Dave memandang Brenda yang sedang mencerna curahan hatinya. "Gue nggak tau bisa cerita ini sama siapa lagi, kecuali sama elo. Kalo sama Bian, dia udah pasti bela Gaby, dan kalo sama Edward," Dave tertawa garing, "Dia nggak bakal mungkin percaya kalo gue punya pacar mungkin."
"Tau nggak, Dave?" tanggap Brenda dengan ekspresi gemasnya; ingin menggetok kepala Dave.
"Lo lagi ngapain sekarang?" tambahnya.
"Apaan lagi pertanyaan itu?
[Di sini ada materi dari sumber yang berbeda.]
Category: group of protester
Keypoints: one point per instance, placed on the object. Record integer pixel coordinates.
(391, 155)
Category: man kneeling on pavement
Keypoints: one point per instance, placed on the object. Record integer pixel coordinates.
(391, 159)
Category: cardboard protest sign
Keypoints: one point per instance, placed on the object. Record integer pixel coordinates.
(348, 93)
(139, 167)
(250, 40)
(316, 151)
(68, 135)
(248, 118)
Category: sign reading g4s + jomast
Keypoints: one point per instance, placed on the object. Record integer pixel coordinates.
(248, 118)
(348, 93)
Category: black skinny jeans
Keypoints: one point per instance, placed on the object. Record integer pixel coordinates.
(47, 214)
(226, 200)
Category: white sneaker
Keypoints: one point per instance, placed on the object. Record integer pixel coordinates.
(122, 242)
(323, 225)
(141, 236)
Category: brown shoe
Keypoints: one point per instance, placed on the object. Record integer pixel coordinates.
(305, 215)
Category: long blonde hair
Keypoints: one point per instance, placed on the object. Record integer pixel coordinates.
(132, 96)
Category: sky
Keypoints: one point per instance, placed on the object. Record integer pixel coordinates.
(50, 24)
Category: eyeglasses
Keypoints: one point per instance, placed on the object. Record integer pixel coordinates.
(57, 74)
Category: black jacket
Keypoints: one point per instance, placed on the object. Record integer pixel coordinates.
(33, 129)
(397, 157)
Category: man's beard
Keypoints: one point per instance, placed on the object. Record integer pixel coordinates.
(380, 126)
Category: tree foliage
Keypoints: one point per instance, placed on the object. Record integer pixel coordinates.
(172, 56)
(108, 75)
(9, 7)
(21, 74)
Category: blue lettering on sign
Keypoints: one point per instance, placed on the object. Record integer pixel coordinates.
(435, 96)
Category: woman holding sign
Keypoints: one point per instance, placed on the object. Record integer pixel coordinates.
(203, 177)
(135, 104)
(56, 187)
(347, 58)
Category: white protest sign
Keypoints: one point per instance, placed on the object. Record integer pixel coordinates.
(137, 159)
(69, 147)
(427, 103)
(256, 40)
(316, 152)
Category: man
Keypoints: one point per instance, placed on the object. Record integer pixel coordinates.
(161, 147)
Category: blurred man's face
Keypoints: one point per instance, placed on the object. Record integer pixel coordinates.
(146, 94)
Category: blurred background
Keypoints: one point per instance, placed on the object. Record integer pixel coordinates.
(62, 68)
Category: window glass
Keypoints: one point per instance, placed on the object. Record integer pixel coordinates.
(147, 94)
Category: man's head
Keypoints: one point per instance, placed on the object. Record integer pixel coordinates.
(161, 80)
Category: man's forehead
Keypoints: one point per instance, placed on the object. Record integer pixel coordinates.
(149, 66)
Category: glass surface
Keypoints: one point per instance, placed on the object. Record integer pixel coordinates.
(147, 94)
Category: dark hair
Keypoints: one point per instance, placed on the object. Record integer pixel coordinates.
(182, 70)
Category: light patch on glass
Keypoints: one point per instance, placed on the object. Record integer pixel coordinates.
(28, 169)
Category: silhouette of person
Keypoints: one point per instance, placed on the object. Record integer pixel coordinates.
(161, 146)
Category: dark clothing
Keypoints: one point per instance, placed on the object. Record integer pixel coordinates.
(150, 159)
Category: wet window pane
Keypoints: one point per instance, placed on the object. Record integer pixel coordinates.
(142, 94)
Lagi duduklah, masa terbang," jawabnya.
"Lo lagi ketemu sama mantan elo, dan bukannya dengerin penjelasan Gaby. Semua orang yang ada di dunia ini punya alasan atas perbuatannya, yang perlu lo lakukan adalah luangin waktu dan dengarkan penjelasannya."
"Tapi gue sakit hati, Brend! Sakit hati!" Dave masih membela diri, lalu dia menghabiskan kopi yang tersisa di gelasnya.
"Ya, gue tau perasaan lo, gue paham," ucap Brenda sambil mengangguk, "Gue-"
"Enggak, lo nggak paham," sergah Dave, dia bersiap-siap untuk pergi dari sini; merasa kalau berbicara dengan Brenda sudah tidak mungkin menenangkan hatinya. Baiklah, siapa tahu main Pokemon Go malah bisa membuat pikiran kusutnya kembali rapi seperti kemeja yang baru disetrika.
Namun sebelum Dave pergi dan mengeluarkan uang untuk membayar bill mereka, Brenda duluan membuka mulut. "Lo cuma takut dikhianatin lagi. Ya gue tau, karena semua ini juga salah gue. Lo trauma sama pengkhianat, itu karena gue."
Dave mendengarkan, dan di dalam hati, sayangnya dia membenarkan dan mengakuinya. Kemudian di luar sana, Gaby yang tidak bisa mengetahui pembicaraan mereka berdua, memilih tidak lagi menghujani Dave dengan panggilan telepon atau memintanya untuk mendengarkan penjelasannya terlebih dahulu. Entahlah, mendadak Gaby merasa kalau Hay Day-nya lebih berguna untuk diurus ketimbang pacarnya itu.
"Lo ... lo kan nggak selingkuh ... itu cuma kejadian yang nggak terduga," kata Dave, dia bingung, kenapa bisa pembicaraannya malah berujung mengungkit kesalahan Brenda di masa lalu. Cinta satu malam wanita itu, membuat hubungan mereka kandas, dan membuat Dave pernah mengalami mendekati depresi akut.
Brenda rasanya ingin menangis, tapi dia berusaha memaafkan dirinya sendiri agar mereka masih bisa berteman dan tidak jadi musuhan lalu main anjing-anjingan.
Brenda berdiri, mengambil sebuket bunga yang tidak mungkin dia terima ke dalam genggaman tangan Dave. "Maaf. Gue tadi lancang jawab telepon dari Gaby dan bilang kalo kita ada di sini. Sekarang, lebih baik lo samperin dia, dengerin penjelasan dia, atau lo bakal mati di tangan gue."
Brenda hanya bergurau soal ancaman ingin membunuh Dave menggunakan tangannya sendiri. "Inget, lo udah mendekati bangkotan. Udah tua. Mumpung ada yang mau sama elo, elo pertahanin. Maaf, gue pergi dulu. Maaf." Dia meninggalkan Dave dengan tanpa mau memandang matanya.
Brenda sadar, sebanyak apa pun kata maaf yang bisa dia ucapkan, sepertinya tidak akan mampu membuat Dave menghilangkan traumanya, karena toh---tidak akan ada kenangan yang mampu dilupakan, apalagi kenangan terburuk. Dia adalah mantan terindah, tapi dia juga adalah kenangan paling pernah Dave punya.
Gaby berpikir, seorang pria yang kekanakan lebih baik kembali ke TK, jika dia tidak mau membuang sikap egoisnya. Menjadi egois, itu adalah sifat kelima dari seorang pria yang Gaby benci. Egois itu tidak lucu, egois itu memuakkan.